Les crises, les agences sanitaires les connaissent bien. Elles en sont nées. Avant elles, le chaos. Car les années 1980 et 1990 ont charrié leur lot de drames, de chocs et de défaillances sanitaires qui ont durablement marqué le paysage français, y compris en termes culturels, économiques et scientifiques.
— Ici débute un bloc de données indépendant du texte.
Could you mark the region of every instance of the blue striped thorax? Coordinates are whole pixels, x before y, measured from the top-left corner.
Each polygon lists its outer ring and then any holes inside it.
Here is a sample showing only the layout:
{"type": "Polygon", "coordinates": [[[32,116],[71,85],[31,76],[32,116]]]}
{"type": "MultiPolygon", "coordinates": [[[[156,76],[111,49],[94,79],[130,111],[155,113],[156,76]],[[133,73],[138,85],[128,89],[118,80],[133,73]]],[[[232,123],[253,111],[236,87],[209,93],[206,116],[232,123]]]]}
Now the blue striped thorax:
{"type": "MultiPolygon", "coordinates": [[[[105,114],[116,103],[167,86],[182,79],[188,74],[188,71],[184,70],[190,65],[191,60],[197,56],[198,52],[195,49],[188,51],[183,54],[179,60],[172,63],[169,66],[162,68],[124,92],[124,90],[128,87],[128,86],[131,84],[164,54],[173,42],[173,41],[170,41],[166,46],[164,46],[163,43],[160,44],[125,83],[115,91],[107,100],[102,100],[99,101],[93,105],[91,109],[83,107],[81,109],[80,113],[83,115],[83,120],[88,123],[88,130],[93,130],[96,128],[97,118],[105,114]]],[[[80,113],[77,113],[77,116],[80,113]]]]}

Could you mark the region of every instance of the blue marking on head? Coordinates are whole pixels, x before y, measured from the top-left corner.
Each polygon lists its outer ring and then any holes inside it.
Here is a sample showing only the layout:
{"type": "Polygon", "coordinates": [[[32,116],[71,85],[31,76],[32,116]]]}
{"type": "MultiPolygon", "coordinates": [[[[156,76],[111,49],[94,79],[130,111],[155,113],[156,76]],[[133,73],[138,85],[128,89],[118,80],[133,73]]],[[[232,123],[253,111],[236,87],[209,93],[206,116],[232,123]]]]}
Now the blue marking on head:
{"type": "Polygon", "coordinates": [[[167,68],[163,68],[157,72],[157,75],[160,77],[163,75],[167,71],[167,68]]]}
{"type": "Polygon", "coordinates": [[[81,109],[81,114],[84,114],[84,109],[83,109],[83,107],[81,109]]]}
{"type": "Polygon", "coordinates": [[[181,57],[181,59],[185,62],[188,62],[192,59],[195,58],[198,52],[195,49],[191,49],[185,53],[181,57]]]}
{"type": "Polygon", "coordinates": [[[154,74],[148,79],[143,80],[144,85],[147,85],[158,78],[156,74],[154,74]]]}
Les mots clés ? Amiante, OGM, Tchernobyl… Et, surtout, le scandale du sang contaminé, révélé en 1991, ayant fait des centaines de victimes, ainsi que l’affaire de la vache folle, maladie apparue au Royaume-Uni en 1986 puis en France à partir de 1991, la faute aux farines animales dont le traitement thermique avait été réduit. Dans les deux cas, bien que de manière très différente, le calcul économique a primé sur la santé publique et les défaillances des pouvoirs publics furent pointées du doigt, ainsi que l’écrivait Pierre-Benoît Joly en 20071 : « Cette série de crises provoque une remise en cause de l’organisation de l’expertise scientifique : elle n’est plus seulement l’affaire de quelques spécialistes, elle est débattue dans l’arène publique. Ainsi, par exemple, le rapport du Parlement européen sur la vache folle (rapport Ortega, 1997) critique sévèrement le manque d’indépendance de l’expertise. Il en va de même, en France, avec le rapport Guilhem-Mattéi (1997). La figure d’une expertise alibi, soumise aux intérêts des lobbies économiques et politiques, est alors omniprésente. Bon nombre d’acteurs politiques vont saisir cette opportunité pour réformer le système de gestion de la sécurité sanitaire. »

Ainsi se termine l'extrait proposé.